Le sang des gestes, de Bernard Aspe

Publié le 19 décembre 2010 par Onarretetout

Une revue à publication annuelle est actuellement ma lecture quasi quotidienne. Je vais donc y revenir plusieurs fois ces jours prochains.

Il s’agit de la revue Grumeaux, publiée par les Editions NOUS. Son numéro Deux traite de l’Impossible. On y trouve des textes d’oulipiens (Jacques Jouet, Frédéric Forte), un CD, des dessins, des poèmes, une pièce de théâtre, des textes philosophiques, et un extrait de roman inédit. Ce sont ces derniers textes dont il sera question prochainement dans ce blog.

Et, pour commencer, Bernard Aspe propose un texte intitulé « Le sang des gestes », une citation de René Char. Je vous en donne ici un extrait :

Ce n’est que pour quelques physiciens et pour les contemplateurs de l’Idée que le temps « n’est » rien, et que peut dès lors être promise l’immortalité – même si ce n’est que l’immortalité un peu grise des œuvres de la culture, ou celle de l’histoire des découvertes de la Science. Les autres s’accorderont volontiers sur le constat inverse : le temps « est » bien quelque chose, et ce quelque chose s’éprouve plus que jamais comme pression, précipitation, urgence.

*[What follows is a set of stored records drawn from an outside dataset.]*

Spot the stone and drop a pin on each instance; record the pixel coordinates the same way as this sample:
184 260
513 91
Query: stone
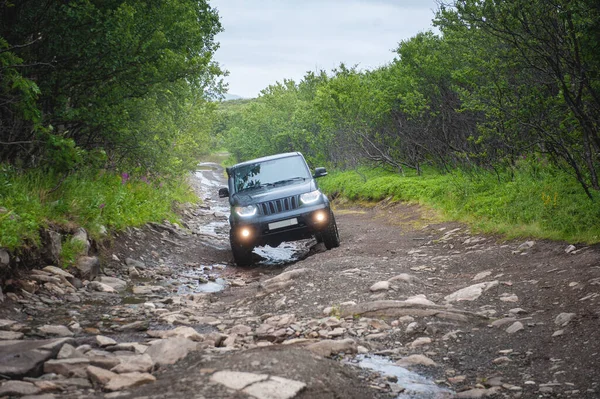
516 326
18 388
115 283
67 367
103 341
422 341
470 293
482 275
275 388
10 335
4 257
80 236
183 331
170 350
130 364
135 263
380 286
128 380
413 360
58 271
99 376
331 347
564 318
237 379
55 330
88 267
25 358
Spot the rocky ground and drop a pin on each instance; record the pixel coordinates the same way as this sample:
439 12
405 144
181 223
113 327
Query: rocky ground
407 307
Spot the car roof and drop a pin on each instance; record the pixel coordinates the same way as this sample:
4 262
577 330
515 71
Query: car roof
263 159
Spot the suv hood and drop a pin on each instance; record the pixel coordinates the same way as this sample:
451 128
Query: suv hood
269 193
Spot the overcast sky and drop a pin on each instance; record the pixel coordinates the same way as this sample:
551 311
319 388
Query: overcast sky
265 41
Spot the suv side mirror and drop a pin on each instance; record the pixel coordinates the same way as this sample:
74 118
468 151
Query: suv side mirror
320 172
224 193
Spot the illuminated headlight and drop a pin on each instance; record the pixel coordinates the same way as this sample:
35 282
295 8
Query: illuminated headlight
309 198
245 211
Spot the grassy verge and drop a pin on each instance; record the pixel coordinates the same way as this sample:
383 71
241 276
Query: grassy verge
530 201
94 200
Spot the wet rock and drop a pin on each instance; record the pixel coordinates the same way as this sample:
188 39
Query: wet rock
564 318
99 376
516 326
135 263
58 271
331 347
20 358
470 293
81 237
10 335
128 380
282 280
380 286
133 363
67 367
140 325
116 283
170 350
88 267
103 341
414 360
101 287
18 388
55 330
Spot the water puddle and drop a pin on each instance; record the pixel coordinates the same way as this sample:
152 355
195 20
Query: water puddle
415 385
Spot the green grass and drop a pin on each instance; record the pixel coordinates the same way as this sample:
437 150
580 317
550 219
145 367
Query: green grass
539 202
95 200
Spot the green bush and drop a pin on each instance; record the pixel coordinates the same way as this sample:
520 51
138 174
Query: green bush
523 202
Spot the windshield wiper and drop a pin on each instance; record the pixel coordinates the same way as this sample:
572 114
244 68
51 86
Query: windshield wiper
289 180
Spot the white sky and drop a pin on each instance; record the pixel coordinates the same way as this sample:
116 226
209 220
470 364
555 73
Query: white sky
265 41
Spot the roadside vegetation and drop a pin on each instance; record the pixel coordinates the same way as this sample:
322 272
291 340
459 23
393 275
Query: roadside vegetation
494 120
104 109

Mais, curieusement, ils accompagneront ce constat d’un autre énoncé, d’un autre constat tout aussi imparable : « je n’ai pas le temps. » La réussite du capital ne tient pas à l’atomisation des individus, mais à ceci qu’il réussit chaque jour, pour chacun, à transformer « le temps presse » en « je n’ai pas le temps. » Si les sujets, aujourd'hui, ne sont pas dans la lutte, ce n'est pas que cette dernière ne serait pas à leurs yeux justifiée, ce n'est même pas d'abord parce qu'ils auraient peur de ses conséquences, c'est avant tout parce qu'ils n'ont pas le temps de la mener.

(…)

Il y a un sentiment ou une impression d'imminence, qui correspond à l'état autour duquel s'organise la forme même de la vie heureuse.

L'homme heureux dit : « plus tard c'est maintenant. » C'est maintenant le temps du danger, maintenant le temps du bonheur. C'est maintenant qu'il y a un acte, donc un risque (...)

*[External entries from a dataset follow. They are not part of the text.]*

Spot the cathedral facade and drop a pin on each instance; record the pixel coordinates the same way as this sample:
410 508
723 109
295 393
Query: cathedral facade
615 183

Le temps presse, nous sommes de ce temps.

Qu'on me permette l'observation suivante :  chacun comprend bien la différence de posture entre « je n’ai pas le temps » et « le temps presse », mais Bernard Aspe ajoute une autre nuance que je veux ici souligner. La dernière phrase de son texte dit : « Le temps presse, nous sommes de ce temps ». Ainsi il passe d'un rapport d'avoir à celui d'être, d'avoir (ou non) le temps à être de ce temps.